Blessed the man who finds refuge in you, in their hearts are pilgrim roads. -- Psalm 84:6
This is the sentiment that underlies an ongoing series on PBS called "Sacred Journeys," hosted by New York Times columnist and best-selling author Bruce Feiler. "As long as humans have walked," explains Feiler, "they've walked to get closer to their gods."
The series follows American pilgrims embarking on far-flung journeys around the world: to Jerusalem, Mecca, Lourdes, and the Japanese island of Shikoku, where pilgrims walk 700 miles to visit 88 temples in the spirit of the great Heian democratizer of Buddhism, Kobo Daishi. These episodes are available for free online; the two final installments, about the Kumbh Mela pilgrimage on the Ganges and the festival of Osun-Osgobo in Nigeria, will air and be released tomorrow.
Having walked the Camino de Santiago myself, my favorite installment so far may be the Shikoku episode, for it most emphasizes the way rather than any single destination. The episode does a lovely job evoking the hallmarks of a journey on foot: the beauty of the cathedral of the natural world, the way that external transitions in the landscape lead slowly to inner transformation.
I have long adored this description of pilgrimage by the Spanish bishop Eugenio Romero Pose, a lifelong admirer of the Camino de Santiago:
The pilgrim has an authentic experience of time: rising before the sun is up; keeping silence through the morning so as to raise her sights to the Presence of God while beginning life anew; noting how the color of things changes as the day advances; living every moment intensely; resting in a church, in some shade; living without a watch, without calculating the time.
What is important is not what is fleeting, but what is eternal. Each day passes, but time receives the imprint of eternity. Alive in her is the hope of reaching her goal, moved by the longing for Ultimate Truth. She comes to understand that what is important is to discover the meaning of her existence, in the face of which the need for conversion is constantly renewed.
But indeed, all of the series' segments convey essential dimensions of the pilgrimage experience, such as the opportunity it presents, as Feiler remarks in the Jerusalem segment, to "escape the ordinary and enter the extraordinary." And each episode, while giving close attention to pilgrims' individual journeys and personal motivations, also captures the camaraderie that so often binds fellow travelers together.
This communal spirit, for me, bespeaks something authentically "religious," which expands that term beyond simply the uncritical institutional allegiance that is so often, and so glibly, opposed to "personal spirituality." That pilgrims belong to something bigger -- to each other and, just as importantly, to other generations of pilgrims throughout history -- may be part of the series’ implicit response to one of its recurrent paradoxes: "Today organized religion is more threatened than ever," Feiler muses in the intro to each episode, "yet pilgrimages are more popular than ever."
In some cases the filmmakers make the burdens and insufficiencies of institutional belonging quite clear: one of the most moving moments occurs when Amira Quraishia, a Muslim chaplain making her hajj, weeps upon seeing how strictly men and women are segregated in Mecca. "It feels like the prophet is farther away than ever," she laments.
But in other cases the relationship with religious tradition is subtler, and perhaps more mystical.
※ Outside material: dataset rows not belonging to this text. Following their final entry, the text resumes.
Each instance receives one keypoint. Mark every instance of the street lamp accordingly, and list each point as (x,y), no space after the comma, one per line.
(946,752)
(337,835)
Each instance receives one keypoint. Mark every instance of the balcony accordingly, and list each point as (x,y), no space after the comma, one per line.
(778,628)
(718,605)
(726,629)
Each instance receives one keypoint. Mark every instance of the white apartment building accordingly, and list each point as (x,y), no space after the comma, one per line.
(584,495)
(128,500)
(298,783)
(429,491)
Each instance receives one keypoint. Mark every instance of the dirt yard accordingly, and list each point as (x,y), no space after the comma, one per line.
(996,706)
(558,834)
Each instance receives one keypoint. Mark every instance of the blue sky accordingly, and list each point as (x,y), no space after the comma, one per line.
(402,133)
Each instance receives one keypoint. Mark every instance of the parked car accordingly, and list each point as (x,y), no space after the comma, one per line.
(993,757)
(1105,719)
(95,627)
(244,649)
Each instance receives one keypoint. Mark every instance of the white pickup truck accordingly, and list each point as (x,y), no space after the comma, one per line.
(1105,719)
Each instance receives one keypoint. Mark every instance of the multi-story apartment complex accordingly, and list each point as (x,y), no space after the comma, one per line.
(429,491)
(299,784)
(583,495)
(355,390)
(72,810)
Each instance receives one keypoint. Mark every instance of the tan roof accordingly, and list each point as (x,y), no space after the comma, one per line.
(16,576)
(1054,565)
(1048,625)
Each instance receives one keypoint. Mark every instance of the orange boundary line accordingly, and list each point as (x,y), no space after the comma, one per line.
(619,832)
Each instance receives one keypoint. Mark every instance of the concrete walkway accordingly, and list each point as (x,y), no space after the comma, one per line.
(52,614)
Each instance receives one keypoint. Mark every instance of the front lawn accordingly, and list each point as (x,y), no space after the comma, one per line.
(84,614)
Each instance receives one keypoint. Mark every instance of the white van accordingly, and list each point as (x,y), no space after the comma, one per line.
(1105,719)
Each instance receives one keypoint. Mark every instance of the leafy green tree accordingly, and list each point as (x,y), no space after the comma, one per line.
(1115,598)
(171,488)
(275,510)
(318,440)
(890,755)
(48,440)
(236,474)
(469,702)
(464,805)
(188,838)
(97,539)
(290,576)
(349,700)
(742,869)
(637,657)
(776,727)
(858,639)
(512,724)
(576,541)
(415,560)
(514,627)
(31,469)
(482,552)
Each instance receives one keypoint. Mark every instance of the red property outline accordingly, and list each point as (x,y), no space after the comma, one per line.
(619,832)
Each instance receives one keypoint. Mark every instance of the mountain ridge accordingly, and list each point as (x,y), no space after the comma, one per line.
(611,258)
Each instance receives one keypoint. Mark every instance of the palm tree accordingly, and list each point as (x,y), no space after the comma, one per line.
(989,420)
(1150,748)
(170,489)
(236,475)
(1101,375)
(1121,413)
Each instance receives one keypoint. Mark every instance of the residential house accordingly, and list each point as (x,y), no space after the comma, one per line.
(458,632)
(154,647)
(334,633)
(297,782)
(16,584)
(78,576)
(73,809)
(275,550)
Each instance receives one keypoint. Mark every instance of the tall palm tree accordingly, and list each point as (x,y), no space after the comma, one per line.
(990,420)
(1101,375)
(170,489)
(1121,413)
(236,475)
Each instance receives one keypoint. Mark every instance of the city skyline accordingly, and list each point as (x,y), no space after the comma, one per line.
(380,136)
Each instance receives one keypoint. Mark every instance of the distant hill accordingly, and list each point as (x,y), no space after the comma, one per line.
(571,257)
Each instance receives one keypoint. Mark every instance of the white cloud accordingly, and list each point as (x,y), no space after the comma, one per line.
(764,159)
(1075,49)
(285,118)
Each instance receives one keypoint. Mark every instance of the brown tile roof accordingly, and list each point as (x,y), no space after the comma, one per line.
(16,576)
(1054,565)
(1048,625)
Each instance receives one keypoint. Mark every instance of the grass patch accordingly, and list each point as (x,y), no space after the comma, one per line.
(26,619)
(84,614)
Many of the pilgrims struggle with a faith that feels abstract and a God who seems distant; pilgrimage, Feiler says in Jerusalem, gives them "a chance to experience something real," something that anchors their spiritual longings in the concreteness of a tradition and of the world.
Jennifer Tsai, of Duluth, Ga., a pilgrim to Shikoku who "doesn't practice any religion actively but [has] always had spiritual beliefs," suggests, "I don't know that I would literally believe in everything we say or do at the temples, but I think the spirit of it is what counts. And going through those actions, and especially seeing how important they are to other people, I can take on some of that meaning for myself."
Similarly, at Lourdes, the filmmakers are continually reaching toward bigger questions than whether the miraculous healings are real. "In every miracle there is sufficient light to believe if you want to believe, and not to believe if you do not want to believe," explains Alessandro De Franciscus, the doctor charged with investigating whether individual reports of cures are scientifically unexplainable. What is clearer, and perhaps more important, than any question of physical "cures" is the more holistic sense of "healing" that occurs so abundantly at the springs.
De Franciscus concludes his interview by speaking of the true meaning of the miraculous. "If there's something I have learned at Lourdes over the years, it's that every now and then in life it's so useful to just lift your hands and say, 'This I do not understand.' "
To my mind, "Sacred Journeys" evokes what we might call the sacramental nature of religious practice: the incarnation of the sublimely mysterious in the concrete and tangible reality of the world. Perhaps we will all feel inspired to make some kind of pilgrimage in this new year, ourselves.